Findings

Recently, an evolutionary connection has been established between eukaryotic transposons of the Polinton/Maverick family (hereafter Polintons) and the virophages [1, 2], a group of satellite viruses that parasitize the giant viruses of the Mimiviridae family [35]. Polintons are large (15–20 kb) DNA transposons that encode a set of conserved proteins, including protein-primed type B DNA polymerase (pPolB), RVE family integrase, FtsK-like ATPase, cysteine protease, and several uncharacterized proteins [6, 7]. These transposons are widely distributed in diverse unicellular and multicellular eukaryotes, attesting to their evolutionary success and/or ancient origin. We have previously pointed out that Polintons might encode a protein with the double jelly-roll fold found in the capsid proteins of viruses infecting hosts from all three domains of life [8]. Here we investigate the possible viral nature of polintons and its implications.

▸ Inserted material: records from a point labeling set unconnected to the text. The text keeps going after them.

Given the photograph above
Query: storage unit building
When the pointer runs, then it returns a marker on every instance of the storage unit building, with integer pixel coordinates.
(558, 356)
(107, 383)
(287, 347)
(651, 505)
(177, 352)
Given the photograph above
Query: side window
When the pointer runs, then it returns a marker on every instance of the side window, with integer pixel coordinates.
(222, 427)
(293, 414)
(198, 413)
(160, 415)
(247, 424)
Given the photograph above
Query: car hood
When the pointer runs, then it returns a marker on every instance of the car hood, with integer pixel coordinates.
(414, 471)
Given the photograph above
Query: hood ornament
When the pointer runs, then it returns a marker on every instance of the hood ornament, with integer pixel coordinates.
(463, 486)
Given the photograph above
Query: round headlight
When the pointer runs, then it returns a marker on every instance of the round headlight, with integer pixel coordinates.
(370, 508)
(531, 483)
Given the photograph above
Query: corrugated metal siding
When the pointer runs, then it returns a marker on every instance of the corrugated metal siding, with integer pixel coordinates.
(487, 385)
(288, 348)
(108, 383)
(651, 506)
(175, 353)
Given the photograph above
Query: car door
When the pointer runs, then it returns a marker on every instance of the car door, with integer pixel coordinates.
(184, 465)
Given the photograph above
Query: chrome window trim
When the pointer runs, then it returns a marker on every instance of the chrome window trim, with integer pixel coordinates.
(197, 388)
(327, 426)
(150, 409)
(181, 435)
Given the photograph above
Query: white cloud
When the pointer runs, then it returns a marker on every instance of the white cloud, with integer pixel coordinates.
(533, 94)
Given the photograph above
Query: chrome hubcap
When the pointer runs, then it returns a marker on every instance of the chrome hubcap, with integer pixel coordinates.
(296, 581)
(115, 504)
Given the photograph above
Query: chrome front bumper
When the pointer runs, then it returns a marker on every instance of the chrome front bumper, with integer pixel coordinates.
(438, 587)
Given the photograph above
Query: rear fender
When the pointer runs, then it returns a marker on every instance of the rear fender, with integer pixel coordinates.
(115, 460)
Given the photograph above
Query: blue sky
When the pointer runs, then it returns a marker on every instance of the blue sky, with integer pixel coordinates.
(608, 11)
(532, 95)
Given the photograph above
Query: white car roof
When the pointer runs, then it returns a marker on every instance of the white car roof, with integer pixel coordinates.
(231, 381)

The conserved polinton protein PY is a predicted major capsid protein

We collected a non-redundant dataset of 72 Polintons (see Methods and Additional file 1: Table S1) and systematically analyzed their proteins using HHpred [9]. This analysis showed that a conserved Polinton protein, previously denoted PY [6], is homologous to the major capsid protein (MCP) VP54 of Paramecium bursaria Chlorella virus 1 (PBCV-1), despite less than 15% pairwise sequence identity. The PY proteins from different Polintons produced somewhat variable repertoires of significant hits in HHpred. For example, PY from the Polinton of Hydra magnipapillata retrieved VP54 of PBCV-1 as the only significant hit with the probability of 97.5. By contrast, PY from Danio rerio Polinton (P-1_DR), in addition to VP54 (P = 97.8), also recovered the hexon protein of adenovirus, albeit with lower probability (P = 92.1). VP54 has a typical double jelly-roll (DJR) topology [10] and is conserved across Megavirales[11, 12]; however, structurally related MCPs are also found in many smaller dsDNA viruses [13], including virophages [14]. Multiple sequence alignment of the PY and VP54 proteins revealed the conservation of all secondary structure elements in the Polinton proteins when compared to VP54 (Figure 1).

Figure 1
figure 1

Multiple sequence alignment of the major capsid protein VP54 of PBCV-1 with the PY proteins of Polinton 1 from Danio rerio (DR), Polinton 1 from Hydra magnipapillata (HM), and protein 4Fp’ from Tlr element. The last two lines in each block show consensus amino acid sequence (Consensus_aa) and consensus predicted secondary structures (Consensus_ss). The protein sequences are colored according to predicted secondary structures (red: alpha-helix, blue: beta-strand). Consensus predicted secondary structure symbols: alpha-helix: h; beta-strand: e. Consensus amino acid symbols are: conserved amino acids are in uppercase letters; aliphatic (I, V, L): l; aromatic (Y, H, W, F): @; hydrophobic (W, F, Y, M, L, I, V, A, C, T, H): h; alcohol (S, T): o; polar residues (D, E, H, K, N, Q, R, S, T): p; tiny (A, G, C, S): t; small (A, G, C, S, V, N, D, T, P): s; bulky residues (E, F, I, K, L, M, Q, R, W, Y): b; positively charged (K, R, H): +; negatively charged (D, E): −; charged (D, E, K, R, H): c.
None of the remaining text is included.